- by New Deal democrat
The jobs and wages of average Americans is a major focus of my blogging, since they are a major component of Americans' well-being.
Recently I've written quite a bit about the labor force participation rate, especially about prime age individuals. In addition to the big secular influx of women into the workplace between roughly the mid-1960s into the early 1990s, there has been an almost remarkably steady slow decline averaging about -0.3% a year in prime age male participation, going all the way back to the 1950s!
A major element of the participation rate is comparison with other alternatives to being in the labor force.
Two alternatives to labor participation appear to have had a significant effect on the rate.

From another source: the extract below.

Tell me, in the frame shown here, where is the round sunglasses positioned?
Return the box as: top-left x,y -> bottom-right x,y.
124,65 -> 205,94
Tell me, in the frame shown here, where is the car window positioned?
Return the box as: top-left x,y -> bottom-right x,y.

First, the cost of child care, which has soared over the last 15 years, compared with subdued (or paltry) wage growth has caused many women and some men as well in the prime age demographic to leave the labor force completely and instead raise their children as homemakers.

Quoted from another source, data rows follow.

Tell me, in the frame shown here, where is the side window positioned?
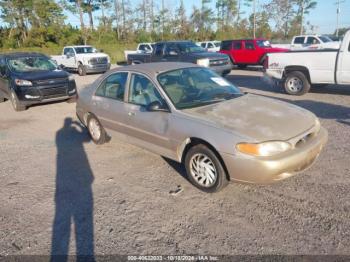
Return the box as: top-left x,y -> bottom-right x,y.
221,41 -> 232,51
155,43 -> 164,56
245,41 -> 255,50
165,43 -> 179,55
208,43 -> 214,48
201,43 -> 206,48
63,48 -> 69,55
307,37 -> 320,45
294,37 -> 305,44
139,45 -> 146,51
95,72 -> 128,100
129,74 -> 164,107
0,57 -> 6,77
233,42 -> 242,50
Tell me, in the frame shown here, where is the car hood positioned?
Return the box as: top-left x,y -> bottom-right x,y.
187,51 -> 229,60
183,94 -> 316,142
13,69 -> 70,81
76,53 -> 108,58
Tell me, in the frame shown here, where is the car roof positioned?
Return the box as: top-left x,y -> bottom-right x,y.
66,45 -> 92,48
0,52 -> 47,59
111,62 -> 199,75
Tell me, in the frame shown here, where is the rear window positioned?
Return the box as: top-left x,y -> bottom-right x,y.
221,41 -> 232,51
293,37 -> 305,44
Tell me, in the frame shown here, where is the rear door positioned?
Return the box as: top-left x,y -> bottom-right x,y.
337,41 -> 350,84
91,72 -> 130,134
162,43 -> 181,62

A second alternative, which appears to be a major determinant of the decline in male participation at least over the last 60 years is the expansion of disability insurance. This increase in disability has been mainly due to neck and back conditions, and together with improved longevity, has increased the incidence of long-term disability dramatically.

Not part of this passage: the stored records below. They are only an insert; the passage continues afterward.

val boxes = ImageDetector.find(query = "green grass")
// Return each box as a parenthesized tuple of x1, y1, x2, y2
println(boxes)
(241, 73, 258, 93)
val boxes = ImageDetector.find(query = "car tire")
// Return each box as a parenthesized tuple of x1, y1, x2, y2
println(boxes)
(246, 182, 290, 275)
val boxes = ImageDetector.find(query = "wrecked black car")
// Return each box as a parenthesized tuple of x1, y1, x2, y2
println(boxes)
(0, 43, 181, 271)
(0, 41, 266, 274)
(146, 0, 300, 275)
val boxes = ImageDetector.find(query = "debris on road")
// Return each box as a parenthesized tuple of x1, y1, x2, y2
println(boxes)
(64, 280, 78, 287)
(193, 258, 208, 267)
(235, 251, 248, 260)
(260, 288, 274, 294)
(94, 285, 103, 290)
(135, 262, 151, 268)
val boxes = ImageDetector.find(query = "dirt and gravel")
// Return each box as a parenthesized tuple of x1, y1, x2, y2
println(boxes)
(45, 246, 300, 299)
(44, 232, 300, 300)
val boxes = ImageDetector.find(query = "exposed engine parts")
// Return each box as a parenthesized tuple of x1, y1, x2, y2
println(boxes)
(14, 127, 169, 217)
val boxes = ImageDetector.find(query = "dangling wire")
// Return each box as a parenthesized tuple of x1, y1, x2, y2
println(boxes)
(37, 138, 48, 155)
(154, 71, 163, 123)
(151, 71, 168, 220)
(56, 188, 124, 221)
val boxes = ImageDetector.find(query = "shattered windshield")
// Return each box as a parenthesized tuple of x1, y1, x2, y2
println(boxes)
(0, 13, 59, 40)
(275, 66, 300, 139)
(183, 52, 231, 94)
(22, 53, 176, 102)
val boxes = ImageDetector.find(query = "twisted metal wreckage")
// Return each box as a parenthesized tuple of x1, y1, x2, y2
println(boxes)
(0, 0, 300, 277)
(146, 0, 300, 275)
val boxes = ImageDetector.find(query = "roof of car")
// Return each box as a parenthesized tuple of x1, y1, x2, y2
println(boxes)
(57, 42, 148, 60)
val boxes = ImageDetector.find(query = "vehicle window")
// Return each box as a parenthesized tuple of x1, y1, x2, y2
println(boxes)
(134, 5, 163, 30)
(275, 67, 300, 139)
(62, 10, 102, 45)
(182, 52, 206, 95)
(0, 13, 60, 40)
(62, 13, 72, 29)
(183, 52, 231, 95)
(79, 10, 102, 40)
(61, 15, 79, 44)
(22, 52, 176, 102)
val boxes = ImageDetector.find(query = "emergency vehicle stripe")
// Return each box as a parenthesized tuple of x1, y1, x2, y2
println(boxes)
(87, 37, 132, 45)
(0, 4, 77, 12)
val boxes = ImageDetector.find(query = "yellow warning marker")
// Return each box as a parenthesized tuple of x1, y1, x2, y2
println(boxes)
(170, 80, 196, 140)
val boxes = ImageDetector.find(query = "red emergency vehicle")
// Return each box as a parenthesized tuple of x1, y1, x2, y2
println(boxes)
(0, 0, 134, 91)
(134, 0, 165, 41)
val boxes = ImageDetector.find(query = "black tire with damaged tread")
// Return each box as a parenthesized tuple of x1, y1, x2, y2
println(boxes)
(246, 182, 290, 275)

It has also been suggested that the huge increase in the incarceration rate from roughly 1980 through 2000 has also played an important role in depressing participation.
In several posts over the last week, I've suggested that the traditional Phillips curve which posited a relationship between lower unemployment and higher wage growth and inflation, is best seen as a special variant of a broader relationship between the labor force participation rate (i.e., the total of those both employed and unemployed). For 46 of the last 52 years it has been true under first a high inflation regime and secondly a low inflation regime that an increase in labor force participation has been correlated with more wage growth.
But on a secular basis, the correlation does not reflect direct causation. Rather, increased labor force participation (blue in the graphs below) appears to lead an improvement in wage growth (red) by about one year. Here's the high-inflation, high labor bargaining power 1960s and 1970s:
and there is the low inflation, low bargaining power era since 1988:
In both of these eras, generally participation led wage growth by about one year.
For completeness purposes, here is the transitional Reagan Administration:
In this transition period, labor bargaining power was curtailed sharply as was inflation. Even so, the leading/lagging relationship appears intact, as lower participation led lower wage growth by about a year.
A more nuanced cyclical feedback mechanism appears to be that too rapid an increase in participation will lead either to higher inflation (the 1960s and 1970s) or lower short term wage growth (the 1980s to present. To show that, below is a variation on the misery index. The "misery index" came out of the 1970s and added the inflation rate to the unemployment rate. In the graph below, I have double-weighted inflation. the only major departures between this "misery index" and labor force participation are the Oil shocks of 1974, 1979, 1990, and 2008:
Let me wrap up this compendium on labor force participation by applying this to our present situation. In the last 1 1/2 years, there has been one of the two biggest surges in participation in the last 30 years, meaning that wage growth has stalled out:
If this increase in the labor force is successfully absorbed into the economy, improved wage growth ought to resume as early as later this year.